First, the commission wants the state’s highest court, the Court of Appeals, to review all of their decisions — not just the ones that disciplined judges want them to review. Here’s the explanation:

“While it may be unusual for a government agency to encourage review of its decisions by a higher authority, the Commission believes this proposal promotes the public policy of checks-and-balances and the independence of the judiciary,” said Robert H. Tembeckjian, the Commission’s administrator.

The commission also restates its long-held request to open judicial disciplinary proceedings to the public. As a professional open government watchdog, three cheers to this request! It would be nice if New York joined 35 other states who already allow the public to attend such hearings. State Sen. John L. Sampson has introduced legislation to make such hearings to be public.

Some of the statistics in the report:

• 1,855 complaints received in 2009 – the second highest number ever, after last year’s 1,923.
• 5,489 complaints received since 2007 – 878 more than in any other 3-year period.
• 471 preliminary inquiries conducted in 2009, the most ever, up from 354 last year.
• 257 new investigations authorized in 2009 — the third highest ever.
25 public decisions rendered in 2009, up from 21 last year:
• 2 Removals from office
• 10 Public Censures
• 9 Public Admonitions
• 4 public stipulations in which judges under investigation or formal charges agreed to leave the bench and not to hold judicial office in the future
• 19 judges resigned while under investigation or while formal charges were
pending.
• 47 confidential cautionary letters were issued, up from 37 last year.
• 243 matters were pending at year’s end.

Alessandros in trouble

We’re talking BIG trouble here for the Alessandro brothers, Judge Joseph of Orange County and Judge Francis of the Bronx. The state Commission on Judicial Conduct wants both Alessandros to be kicked off the bench and has recommended as much to the New York Court of Appeals, the state’s highest court, which will have the final say on the matter.

Click here for a summary of the Alessandros’ problems.

The commission’s beef with the brothers involves a $250,000 loan to Joseph Alessandro’s cash-strapped 2003 campaign for Westchester County Court. It also involves the brothers not being completely forthright with their financial disclosures to the court’s ethics board. Click here to read more about the commission’s ruling.

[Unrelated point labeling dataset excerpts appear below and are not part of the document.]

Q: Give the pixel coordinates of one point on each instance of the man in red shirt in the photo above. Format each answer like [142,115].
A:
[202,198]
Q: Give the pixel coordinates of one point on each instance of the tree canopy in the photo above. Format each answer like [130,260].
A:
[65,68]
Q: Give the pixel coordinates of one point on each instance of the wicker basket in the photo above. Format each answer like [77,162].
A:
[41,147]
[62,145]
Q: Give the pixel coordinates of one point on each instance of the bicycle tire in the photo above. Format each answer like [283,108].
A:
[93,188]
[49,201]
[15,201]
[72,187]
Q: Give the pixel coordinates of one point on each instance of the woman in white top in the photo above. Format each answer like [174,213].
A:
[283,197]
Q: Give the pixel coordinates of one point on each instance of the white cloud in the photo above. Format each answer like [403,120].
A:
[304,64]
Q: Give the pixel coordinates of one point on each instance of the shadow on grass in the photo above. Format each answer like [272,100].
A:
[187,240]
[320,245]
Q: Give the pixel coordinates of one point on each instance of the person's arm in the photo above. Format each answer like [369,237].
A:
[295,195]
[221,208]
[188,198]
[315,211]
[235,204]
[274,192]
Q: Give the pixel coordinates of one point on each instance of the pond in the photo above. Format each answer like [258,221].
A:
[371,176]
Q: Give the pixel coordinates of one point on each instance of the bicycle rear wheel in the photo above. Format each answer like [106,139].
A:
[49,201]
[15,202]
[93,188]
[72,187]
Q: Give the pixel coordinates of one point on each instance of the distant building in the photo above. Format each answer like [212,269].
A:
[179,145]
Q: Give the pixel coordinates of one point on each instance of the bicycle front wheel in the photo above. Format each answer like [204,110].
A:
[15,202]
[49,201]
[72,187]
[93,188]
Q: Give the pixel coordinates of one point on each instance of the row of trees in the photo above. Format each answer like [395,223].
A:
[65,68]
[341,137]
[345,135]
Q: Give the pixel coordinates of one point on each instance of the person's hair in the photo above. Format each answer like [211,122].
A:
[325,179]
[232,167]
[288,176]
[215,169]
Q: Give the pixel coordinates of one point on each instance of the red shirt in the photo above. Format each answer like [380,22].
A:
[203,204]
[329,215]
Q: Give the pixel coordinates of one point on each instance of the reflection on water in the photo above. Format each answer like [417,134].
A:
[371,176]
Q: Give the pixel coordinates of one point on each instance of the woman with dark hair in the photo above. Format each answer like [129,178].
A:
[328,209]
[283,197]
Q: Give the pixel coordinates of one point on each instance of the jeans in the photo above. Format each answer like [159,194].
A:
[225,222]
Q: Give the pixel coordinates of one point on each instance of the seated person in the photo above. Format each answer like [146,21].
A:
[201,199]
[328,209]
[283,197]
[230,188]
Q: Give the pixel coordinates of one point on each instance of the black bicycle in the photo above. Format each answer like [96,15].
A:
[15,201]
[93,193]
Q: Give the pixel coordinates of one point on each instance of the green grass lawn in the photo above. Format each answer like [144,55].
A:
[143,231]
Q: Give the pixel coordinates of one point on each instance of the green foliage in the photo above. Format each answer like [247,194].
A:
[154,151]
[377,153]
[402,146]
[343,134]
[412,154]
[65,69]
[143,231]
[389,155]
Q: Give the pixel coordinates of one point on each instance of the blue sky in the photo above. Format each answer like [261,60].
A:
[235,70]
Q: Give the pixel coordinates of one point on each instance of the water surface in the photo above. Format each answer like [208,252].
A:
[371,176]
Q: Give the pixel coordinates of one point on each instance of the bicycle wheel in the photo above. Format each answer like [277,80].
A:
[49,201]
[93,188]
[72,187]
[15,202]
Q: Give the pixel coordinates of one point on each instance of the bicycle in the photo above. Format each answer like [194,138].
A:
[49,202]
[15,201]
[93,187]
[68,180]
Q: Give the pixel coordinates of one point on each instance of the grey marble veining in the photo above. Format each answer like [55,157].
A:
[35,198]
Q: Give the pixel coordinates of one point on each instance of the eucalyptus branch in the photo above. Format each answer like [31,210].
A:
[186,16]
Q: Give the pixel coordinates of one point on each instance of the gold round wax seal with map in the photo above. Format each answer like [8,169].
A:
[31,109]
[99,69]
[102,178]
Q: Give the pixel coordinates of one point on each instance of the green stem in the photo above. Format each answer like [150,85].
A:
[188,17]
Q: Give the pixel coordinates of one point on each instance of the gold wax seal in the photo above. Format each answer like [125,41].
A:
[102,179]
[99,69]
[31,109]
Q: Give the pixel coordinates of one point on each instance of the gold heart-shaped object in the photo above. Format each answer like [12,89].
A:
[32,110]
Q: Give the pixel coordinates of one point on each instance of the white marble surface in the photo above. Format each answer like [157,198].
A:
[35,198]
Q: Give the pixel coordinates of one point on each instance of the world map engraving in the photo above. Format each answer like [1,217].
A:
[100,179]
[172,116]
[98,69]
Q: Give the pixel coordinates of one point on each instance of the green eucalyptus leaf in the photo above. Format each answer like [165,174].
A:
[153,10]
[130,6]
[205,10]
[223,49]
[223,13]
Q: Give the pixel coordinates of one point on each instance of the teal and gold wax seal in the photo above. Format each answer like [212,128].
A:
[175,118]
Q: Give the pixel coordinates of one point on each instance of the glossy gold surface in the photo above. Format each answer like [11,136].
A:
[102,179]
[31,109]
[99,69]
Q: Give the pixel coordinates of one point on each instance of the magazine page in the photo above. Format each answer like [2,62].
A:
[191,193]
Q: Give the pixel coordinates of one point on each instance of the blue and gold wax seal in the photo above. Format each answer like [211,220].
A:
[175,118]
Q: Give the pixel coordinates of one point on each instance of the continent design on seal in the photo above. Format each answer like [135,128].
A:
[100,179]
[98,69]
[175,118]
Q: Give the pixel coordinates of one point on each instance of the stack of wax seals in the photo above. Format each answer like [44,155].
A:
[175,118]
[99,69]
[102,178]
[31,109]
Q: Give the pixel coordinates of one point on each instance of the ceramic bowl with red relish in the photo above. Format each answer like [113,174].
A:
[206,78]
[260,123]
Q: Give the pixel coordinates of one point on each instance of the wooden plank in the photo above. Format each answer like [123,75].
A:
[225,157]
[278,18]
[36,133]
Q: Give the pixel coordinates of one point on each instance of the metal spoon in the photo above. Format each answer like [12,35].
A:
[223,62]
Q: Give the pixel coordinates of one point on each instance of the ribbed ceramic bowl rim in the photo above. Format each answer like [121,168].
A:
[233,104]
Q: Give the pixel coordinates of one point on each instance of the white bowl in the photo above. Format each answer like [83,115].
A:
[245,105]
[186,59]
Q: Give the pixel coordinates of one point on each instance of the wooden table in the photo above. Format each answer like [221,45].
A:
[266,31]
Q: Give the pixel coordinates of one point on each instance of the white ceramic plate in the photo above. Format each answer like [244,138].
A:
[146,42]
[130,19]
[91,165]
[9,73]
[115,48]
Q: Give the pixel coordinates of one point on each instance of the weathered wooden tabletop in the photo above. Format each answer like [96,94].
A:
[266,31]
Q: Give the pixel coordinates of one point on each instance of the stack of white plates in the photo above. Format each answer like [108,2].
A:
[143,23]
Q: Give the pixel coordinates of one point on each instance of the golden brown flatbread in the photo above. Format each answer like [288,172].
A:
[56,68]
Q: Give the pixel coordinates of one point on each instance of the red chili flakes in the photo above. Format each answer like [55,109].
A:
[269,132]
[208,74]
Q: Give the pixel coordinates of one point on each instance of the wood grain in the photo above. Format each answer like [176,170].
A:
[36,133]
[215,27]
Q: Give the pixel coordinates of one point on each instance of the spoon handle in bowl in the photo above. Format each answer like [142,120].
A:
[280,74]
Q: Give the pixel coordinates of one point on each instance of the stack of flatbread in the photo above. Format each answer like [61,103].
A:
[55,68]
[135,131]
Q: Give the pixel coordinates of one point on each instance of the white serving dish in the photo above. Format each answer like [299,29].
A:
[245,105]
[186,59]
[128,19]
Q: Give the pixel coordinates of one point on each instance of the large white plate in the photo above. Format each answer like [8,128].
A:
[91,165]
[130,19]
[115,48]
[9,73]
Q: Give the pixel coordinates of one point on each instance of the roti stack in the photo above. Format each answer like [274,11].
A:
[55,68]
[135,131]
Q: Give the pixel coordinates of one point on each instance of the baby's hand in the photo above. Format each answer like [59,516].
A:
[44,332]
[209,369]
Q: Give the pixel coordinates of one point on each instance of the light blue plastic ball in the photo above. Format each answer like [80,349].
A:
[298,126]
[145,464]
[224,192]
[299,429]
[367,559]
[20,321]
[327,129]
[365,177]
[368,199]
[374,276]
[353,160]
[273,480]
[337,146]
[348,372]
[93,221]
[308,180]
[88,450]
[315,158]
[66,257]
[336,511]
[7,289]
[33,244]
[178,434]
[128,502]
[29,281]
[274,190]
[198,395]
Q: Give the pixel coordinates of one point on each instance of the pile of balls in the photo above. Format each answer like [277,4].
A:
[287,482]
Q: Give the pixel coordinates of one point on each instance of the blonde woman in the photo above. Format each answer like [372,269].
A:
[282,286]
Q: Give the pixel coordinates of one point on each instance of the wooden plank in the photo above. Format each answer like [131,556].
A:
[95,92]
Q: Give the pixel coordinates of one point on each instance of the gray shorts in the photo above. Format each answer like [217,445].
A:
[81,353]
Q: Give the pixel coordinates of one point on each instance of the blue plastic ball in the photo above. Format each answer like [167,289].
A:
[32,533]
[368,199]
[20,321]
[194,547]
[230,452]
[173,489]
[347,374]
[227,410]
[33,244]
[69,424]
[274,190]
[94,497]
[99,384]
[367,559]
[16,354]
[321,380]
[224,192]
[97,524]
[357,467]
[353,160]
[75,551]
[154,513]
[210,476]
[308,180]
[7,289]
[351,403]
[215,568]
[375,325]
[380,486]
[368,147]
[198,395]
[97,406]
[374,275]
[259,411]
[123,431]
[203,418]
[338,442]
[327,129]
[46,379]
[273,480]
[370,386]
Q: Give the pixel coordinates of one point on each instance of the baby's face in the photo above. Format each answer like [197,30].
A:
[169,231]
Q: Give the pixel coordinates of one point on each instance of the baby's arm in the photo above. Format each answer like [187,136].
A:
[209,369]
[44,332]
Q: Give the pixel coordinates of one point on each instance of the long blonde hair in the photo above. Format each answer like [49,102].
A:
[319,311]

So why do we care? The $250,000 helped Joe Alessandro, a Republican, win the county court seat in Westchester, which led him to run for state Supreme Court two years later. He won that seat as well, thanks to a 2005 cross-endorsement deal that tied his candidacy to — wait for it — Judge Jonathan Lippman, who was running for a state court seat as a Democrat.

Lippman, as you may know, continued to rise and this month became Chief Judge of the Court of Appeals. That means Lippman, who lives in Rye Brook, now heads the same court that must decide if Alessandro gets to keep his job. No word yet as to whether Lippman will recuse himself from the matter.